[PATCH] amba-pl011: simplify TX handling

linux-arm-kernel.lists.infradead.org archive mirror
 help / color / mirror / Atom feed

* [PATCH] amba-pl011: simplify TX handling
       [not found]   ` <20150317154248.1675cd4c@north>
@ 2015-03-17 14:55     ` Andre Przywara
  0 siblings, 0 replies; 5+ messages in thread
From: Andre Przywara @ 2015-03-17 14:55 UTC (permalink / raw)
  To: linux-arm-kernel

[resent with LAKML address fixed]
Hi Jakub,

On 17/03/15 14:42, Jakub Kici?ski wrote:
> On Tue, 17 Mar 2015 13:58:44 +0000, Dave P Martin wrote:
>> On Mon, Mar 16, 2015 at 11:15:29PM +0000, Jakub Kicinski wrote:
>>> From: Jakub Kicinski <kubakici@wp.pl>

[ ... ]
>>
>> My update still keeps the softirq stuff.  I wanted to avoid adding
>> status polling inside the interrupt handler's core loop, due to
>> concerns about performance overhead: without the polling, the
>> writes to DR are fire-and-forget, whereas polling FR each time
>> involves a whole round-trip to the UART which may involve significant
>> extra time cost and/or IRQ disable latency; however.
>>
>> Your approach does mitigate some of the cost by only starting to
>> poll after count chars have been transmitted, and will typically
>> halve the number of IRQs taken -- which could lead to a net benefit.
>> It would be good to see some benchmarks to understand how much
>> difference it makes to performance.
> 
> I will *try* to come up with some figures but I don't have any
> high-speed UARTs so my tests run at 115k tops.

Have you tried this?
http://fw.hardijzer.nl/?p=138

This drives the RPi PL011 from a higher frequency clock, thus you can
achieve much higher baud rates.

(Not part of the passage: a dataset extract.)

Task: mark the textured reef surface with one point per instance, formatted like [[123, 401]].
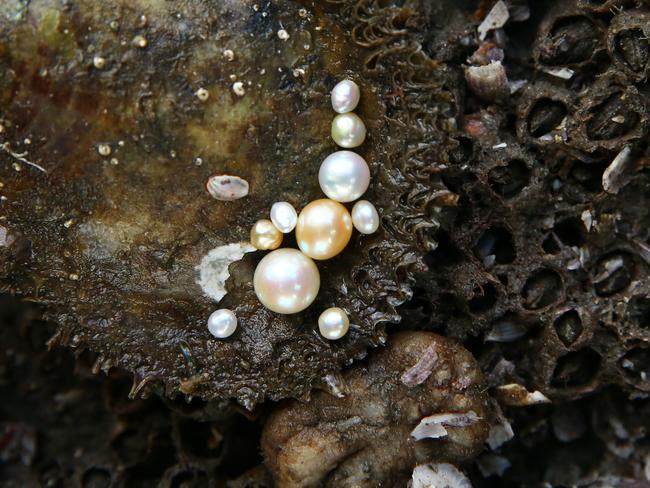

Haven't tried this myself, but it looks
reasonable and not too complicated. You need a matching speed at the
other end, of course, AFAIK the FTDI USB chip can do this.

Cheers,
Andre.

^ permalink raw reply	[flat|nested] 5+ messages in thread

* [PATCH] amba-pl011: simplify TX handling
       [not found] <20150317163200.GE3759@e103592.cambridge.arm.com>
@ 2015-03-17 23:42 ` Jakub Kiciński
  2015-03-18 17:41   ` Dave P Martin
  0 siblings, 1 reply; 5+ messages in thread
From: Jakub Kiciński @ 2015-03-17 23:42 UTC (permalink / raw)
  To: linux-arm-kernel

On Tue, 17 Mar 2015 16:32:00 +0000, Dave P Martin wrote:
> [Apologies for any duplicate mails received -- some MTAs keep
> choking on this.  Squshing to ASCII in case that helps.
> 
> [fixed typo'd address for linux-arm-kernel]
> 
> [Greg, to minimise confusion while these patches are still under
> discussion, can you drop the following patches from tty-next:
> 
>  * f2ee6df serial/amba-pl011: Leave the TX IRQ alone when the UART is not open
>  * 734745c serial/amba-pl011: Activate TX IRQ passively
> 
> You can pull in my updated series if you want, but at this point further
> changes are likely:
> 
> http://lists.infradead.org/pipermail/linux-arm-kernel/2015-March/330619.html
> 
> See below for context.]
> 
>> [...]
> 
> -next is an automated merge of lots of people's branches.  This helps
> give advance warning of changes that are likely to break the kernel,
> or each other.  Stuff in -next isn't necessarily accepted by anyone
> for actual merging yet.  All history can get rewritten until patches
> land in torvalds/master.
> 
> Many maintainers keep separate branches for sending to -next, so that
> immature patches can get wider visibility before they accept them for
> merging; a separate branch (called for-linus or similar) is often used
> for sending pull requests to Linus.

OK, the reason I asked is that I come from the networking corner of the
kernel where rebasing even -next trees is more frowned upon.  However,
if we agree to merge my patch we could actually leave the tree as it
is, I think most of your v1 -> v2 changes are overwritten anyway.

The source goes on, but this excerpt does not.